Light from the new fixtures is comparable to moonlight and provides excellent visual acuity for drivers, Thomsen said. Police especially like them, he said, because they enable people to distinguish colors at night. “The police say they get much better witness descriptions,” Thomsen said.

Thomsen also noted that even though the Seattle LEDs are rated at 4100K, significantly lower than most computer screens, laptops and televisions.

But Pete Strasser, technical director at the International Dark-Sky Association, said moonlight contains far less blue light than high-intensity LED lights.

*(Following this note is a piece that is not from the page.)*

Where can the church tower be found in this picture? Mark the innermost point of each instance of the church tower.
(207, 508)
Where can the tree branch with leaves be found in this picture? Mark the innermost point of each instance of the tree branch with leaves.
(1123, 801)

A little more than a year ago, Gloucester, Mass., was on its way to replacing its sodium streetlights with new 4000K LEDs. But then city planner Matt Coogan began reading about health and environmental warnings. He also had residents sample the 4000K lights against 3000K models.

Next month, the city is expected to finish installing its LEDs, but they will be 3000K rather than 4000K.

Coogan knows the debate over the health risks of LEDs rages on. But he doesn’t want to be on the wrong side of history.

“I didn’t want to get 10 or 15 years down the road and find out we had exposed our people to a health risk,” Coogan said.